Scrapers are installed using the Available Scrapers section. The Community (stable) source is configured by default.
Installed plugins can be updated or uninstalled from the Installed Scrapers section.
Adding sources¶
Anyone can create their own source index for scrapers. To add a new source go to Settings > Metadata Providers page and under Available Scrapers click Add Source.
Installing scrapers manually¶
By default, Stash looks for scrapers configurations in the scrapers sub-directory of the directory where the stash config.yml
is read. This will either be the %USERPROFILE%\.stash\scrapers
on Windows or /root/.stash/scrapers
on Unix systems (Mac, Linux, etc.) or the current working directory.
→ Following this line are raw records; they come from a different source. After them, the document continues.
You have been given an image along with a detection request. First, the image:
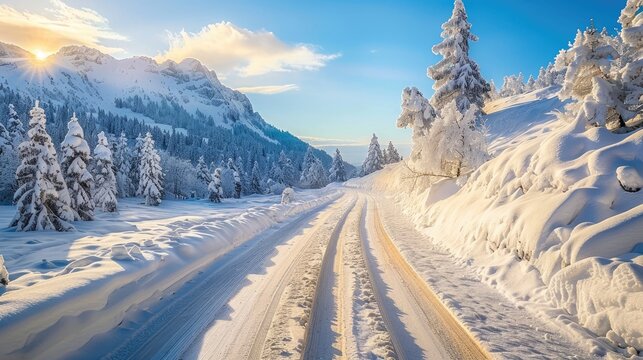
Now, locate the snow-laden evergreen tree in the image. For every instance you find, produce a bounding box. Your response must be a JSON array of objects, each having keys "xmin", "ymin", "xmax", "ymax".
[
  {"xmin": 10, "ymin": 101, "xmax": 75, "ymax": 231},
  {"xmin": 277, "ymin": 150, "xmax": 297, "ymax": 186},
  {"xmin": 7, "ymin": 104, "xmax": 25, "ymax": 151},
  {"xmin": 138, "ymin": 132, "xmax": 163, "ymax": 206},
  {"xmin": 130, "ymin": 133, "xmax": 144, "ymax": 196},
  {"xmin": 196, "ymin": 155, "xmax": 212, "ymax": 193},
  {"xmin": 384, "ymin": 141, "xmax": 402, "ymax": 164},
  {"xmin": 618, "ymin": 0, "xmax": 643, "ymax": 118},
  {"xmin": 299, "ymin": 147, "xmax": 328, "ymax": 189},
  {"xmin": 427, "ymin": 102, "xmax": 488, "ymax": 178},
  {"xmin": 304, "ymin": 146, "xmax": 318, "ymax": 187},
  {"xmin": 328, "ymin": 149, "xmax": 348, "ymax": 182},
  {"xmin": 208, "ymin": 168, "xmax": 223, "ymax": 203},
  {"xmin": 250, "ymin": 160, "xmax": 263, "ymax": 194},
  {"xmin": 362, "ymin": 134, "xmax": 384, "ymax": 175},
  {"xmin": 60, "ymin": 113, "xmax": 94, "ymax": 221},
  {"xmin": 232, "ymin": 168, "xmax": 242, "ymax": 199},
  {"xmin": 94, "ymin": 131, "xmax": 117, "ymax": 212},
  {"xmin": 114, "ymin": 132, "xmax": 136, "ymax": 197},
  {"xmin": 427, "ymin": 0, "xmax": 489, "ymax": 113},
  {"xmin": 397, "ymin": 87, "xmax": 436, "ymax": 168},
  {"xmin": 525, "ymin": 75, "xmax": 536, "ymax": 92}
]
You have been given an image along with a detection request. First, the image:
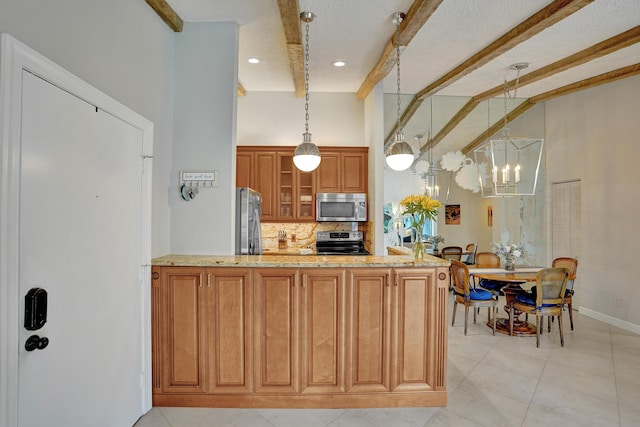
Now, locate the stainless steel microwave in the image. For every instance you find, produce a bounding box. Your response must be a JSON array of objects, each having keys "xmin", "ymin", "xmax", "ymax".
[{"xmin": 316, "ymin": 193, "xmax": 367, "ymax": 222}]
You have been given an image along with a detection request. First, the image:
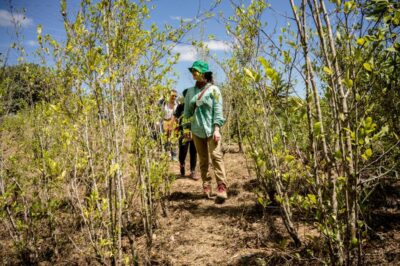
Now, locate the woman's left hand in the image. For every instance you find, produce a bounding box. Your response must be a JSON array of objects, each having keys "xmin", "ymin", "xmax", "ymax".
[{"xmin": 213, "ymin": 128, "xmax": 221, "ymax": 143}]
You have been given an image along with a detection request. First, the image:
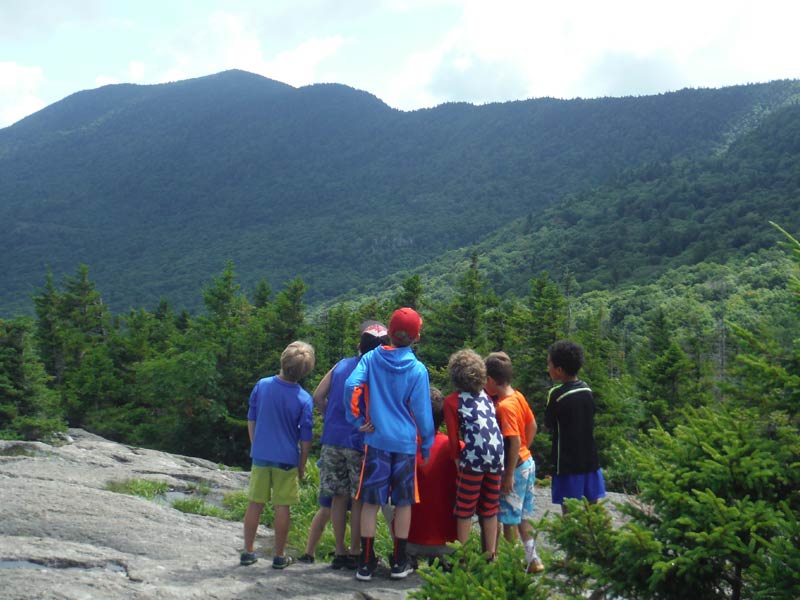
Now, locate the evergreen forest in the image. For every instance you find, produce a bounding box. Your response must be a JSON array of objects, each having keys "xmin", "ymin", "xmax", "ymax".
[{"xmin": 0, "ymin": 72, "xmax": 800, "ymax": 599}]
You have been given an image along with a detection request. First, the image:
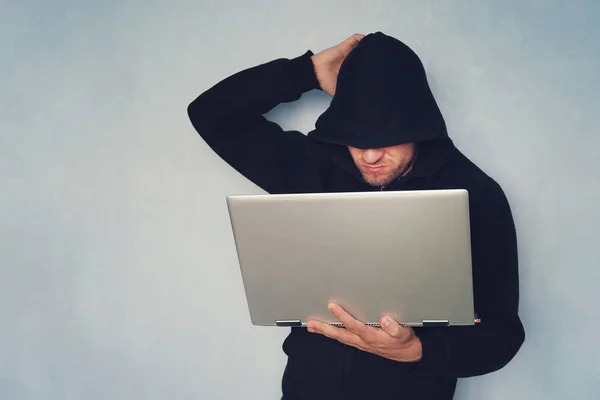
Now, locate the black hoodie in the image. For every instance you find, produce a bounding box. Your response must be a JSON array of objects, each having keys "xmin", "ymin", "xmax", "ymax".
[{"xmin": 188, "ymin": 32, "xmax": 525, "ymax": 400}]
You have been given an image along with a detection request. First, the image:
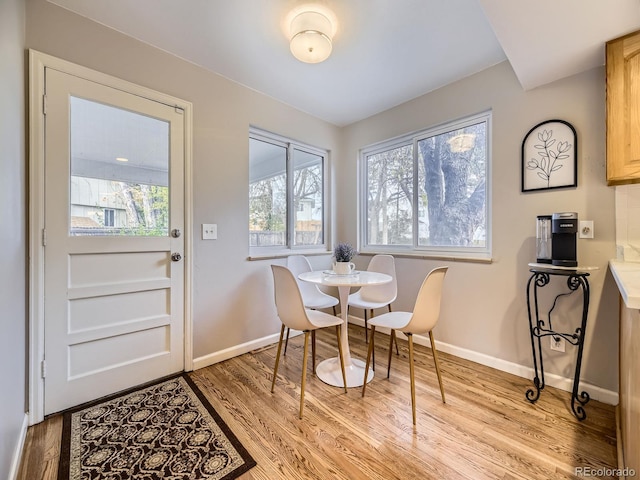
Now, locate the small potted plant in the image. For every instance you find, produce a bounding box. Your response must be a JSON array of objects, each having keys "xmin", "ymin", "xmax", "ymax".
[{"xmin": 333, "ymin": 242, "xmax": 358, "ymax": 275}]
Scrapers are added by adding configuration yaml files (format: scraperName.yml
) to the scrapers
directory.
Loaded scrapers can be viewed in the Settings > Metadata Providers page. After scrapers are added, removed or edited while Stash is running, they can be reloaded by clicking Reload scrapers button.
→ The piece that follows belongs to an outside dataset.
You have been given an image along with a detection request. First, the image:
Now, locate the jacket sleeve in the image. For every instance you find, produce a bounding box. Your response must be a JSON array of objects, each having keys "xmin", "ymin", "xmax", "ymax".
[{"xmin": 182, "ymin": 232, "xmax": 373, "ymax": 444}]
CommunityScrapers repository is the source for community maintained scrapers.
Scraper types¶
By searching type¶
Fragment¶
This kind of scrapers will fetch the metadata from a website, by using existing data from Stash, like a scene's file name, performer's name...etc. Fragment scrapers will get all the data Stash knows about that scene/performer/gallery, so it's quite flexible when fetching information.
Search by name¶
A Search-By-Name scraper will get only "name" input from a scene or performer, then it will search a website with that name, and return a list of results.
Scrapers includes: Babepedia.yml, FreeonesCommunity.yml, IAFD.yml
Search by URL¶
Most scrapers fetch metadata from a given URL, either by using XPath, JSON, or scripts. For this kind of scrapers you need to know the URL for that scene/performer/gallery/group so they can extract information from it.
Scrapers includes: All other scrapers.
By implementation¶
XPath and JSON ccrapers¶
This is the most common type of scrapers, which use either XPath parser to pin-point the information and retrieve them, or send out JSON requests to get the information. xpathScraper and jsonScraper can be mixed in the same .yml file.
CDP scrapers¶
This type of scrapers is mostly the same as XPath/JSON scrapers, except it will launch a headless Chrome browser to retrieve the information from websites. It can also get cookies, simulate a mouse click and other actions. These scrapers have useCDP: true
setting in them.
Python / Ruby scrapers¶
This type of scrapers will launch Python, Ruby to retrieve information from websites. Script scrapers are powerful, versatile and cross-platform. So they usually can do much more than regular scrapers. To install this kind of scrapers, you need to copy not only the .yml file, but also all the script files like .py, .rb that associated with it.
More details¶
You can view the detailed information about scrapers here or CommunityScrapers README.
Create your own¶
To create your own scraper, there is detailed information about that as well. Best way to start is to read the simple ones and understand how xpath works. The XPath Cheetsheet is quite useful in creating a .yml file. In Firefox you can use xpath search in "Web Developer Tools (F12)". The "search HTML" bar actually accepts xpath searches. You can use it to verify your xpath queries.
Contribution¶
The Scraper community always welcome new members. If you create a nice scraper and find it stable and useful, you can share it via the GitHub repository. Create a pull request, and let the mod review your work. The mods are busy, so it will probably take a few days, or a couple of weeks, but it will be a great feeling once your contribution is accepted by the community.